Operation Purple Eagle Plane lands at the FedEx St. Jude Classic
June 5, 2013
By Lynda Nance, Special to Together.PGATOUR.com
MEMPHIS, Tenn.- The big smile across his face said it all-- mission Operation Purple Eagle Plane was a success.
On Wednesday at the FedEx St. Jude Classic, eight-year-old Hayes Brown, who has battled a rare cancer of the kidneys twice in his young life, received a FedEx Cessna Caravan N981FE plane named in his honor. Hayes is the second child of a FedEx employee who is also a patient at St. Jude Children’s Research Hospital, to have a plane named after them through Operation Purple Eagle Plane.

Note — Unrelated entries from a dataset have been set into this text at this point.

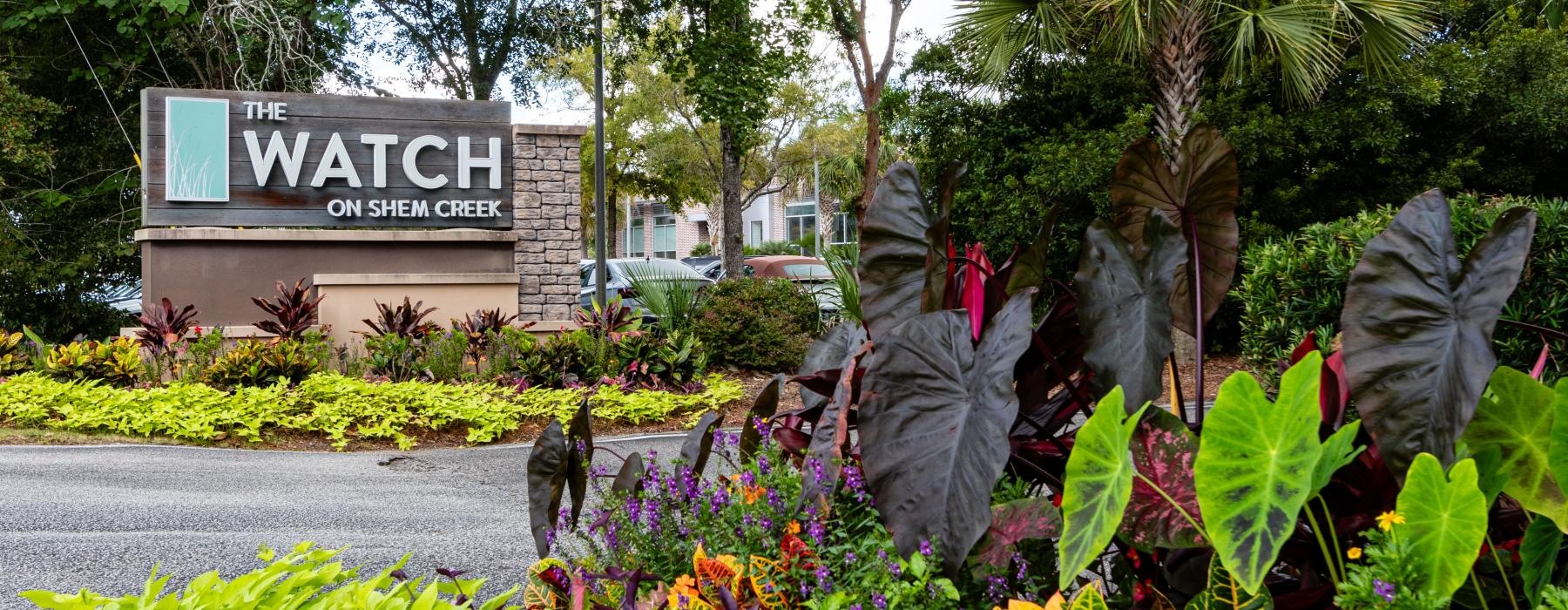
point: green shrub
(117, 361)
(758, 323)
(1297, 284)
(259, 364)
(301, 579)
(333, 405)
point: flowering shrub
(740, 539)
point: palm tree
(1308, 38)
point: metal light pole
(601, 241)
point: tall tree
(733, 62)
(1307, 38)
(466, 46)
(847, 23)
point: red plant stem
(1195, 278)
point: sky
(566, 104)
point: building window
(844, 229)
(634, 237)
(666, 237)
(800, 221)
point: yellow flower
(1387, 521)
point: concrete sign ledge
(219, 234)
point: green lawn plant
(342, 410)
(301, 579)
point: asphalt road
(99, 516)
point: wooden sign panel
(281, 159)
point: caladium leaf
(827, 353)
(1125, 306)
(1200, 201)
(1418, 327)
(1097, 486)
(1162, 452)
(629, 480)
(700, 441)
(1225, 593)
(894, 251)
(579, 457)
(1444, 523)
(760, 410)
(1517, 416)
(1340, 451)
(1538, 557)
(546, 482)
(1013, 523)
(933, 425)
(1254, 468)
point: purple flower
(1383, 590)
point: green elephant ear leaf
(1162, 453)
(1097, 485)
(1538, 555)
(1418, 327)
(1517, 419)
(1225, 593)
(1444, 523)
(1089, 598)
(1254, 468)
(1338, 451)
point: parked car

Hayes’ dad, Chris Brown, has worked at FedEx for 13 years in the FedEx Tech Connect division. He and Hayes’ mother, Amy, are thrilled at the honor of having a plane named after their son.
“This is recognition for everything Hayes has been through,” Amy said. “FedEx and St. Jude are a part of our family. Both are part of the Memphis community and the way they work hand in hand in to help children who are sick is amazing.”
Hayes’ connection to St. Jude started in January 2010, when tests revealed a tumor on his left kidney. He was referred to St. Jude by his doctor, where tests confirmed that he had Wilms tumor.
Hayes underwent surgery to remove the tumor, as well as his left kidney. Once he recovered, Hayes underwent 13 rounds of chemotherapy, which he finished that June. He responded well to treatment and was able to start first grade on time in fall 2010.
But during a routine checkup at St. Jude in January 2011, a year after Hayes’ initial diagnosis, scans revealed the cancer had returned, this time to Hayes’ liver.
“We were shocked,” Amy said. “We didn’t expect the cancer to come back.”
Hayes’ continuing treatment included surgery to resect the tumor and eight rounds of chemotherapy.
At St. Jude, Hayes’ family found support and comfort. “The moment you become a St. Jude family, you’re completely taken care of,” Amy said. “We really believe that without St. Jude, Hayes wouldn’t be here with us today.”
Chris and Amy say their FedEx family lifted them up in tough times.
“My FedEx colleagues made it clear that I had their full support and that my only thoughts should be with my son,” remembered Chris. “From my senior executive down to my team, I received countless calls of encouragement and reminders that work would be fine without me.”
This unwavering support helped the family focus on Hayes and his treatment.
“They’re family to us,” said Amy.
Hayes completed treatment more than a year ago, and today, he is cancer free. He likes playing with his older brother and their twin younger brothers. Hayes also loves baseball. His favorite position is pitcher, and even when he was sick and couldn't play, he still suited up in his uniform.
“He had a strength and determination,” said Amy. “We laugh that those are the things that got him through cancer twice.”
Hayes is a hero to his parents, and to FedEx, too. By dedicating a plane to Hayes, FedEx continues to demonstrate its commitment to all the children of St. Jude.
“The plane dedication is an unbelievable honor for my family,” said Chris. “St. Jude is obviously very dear to our family and is so much more than a hospital. Likewise, FedEx is much more than a company. It is an amazing collection of people who, on a daily basis, put someone else's interests before their own.”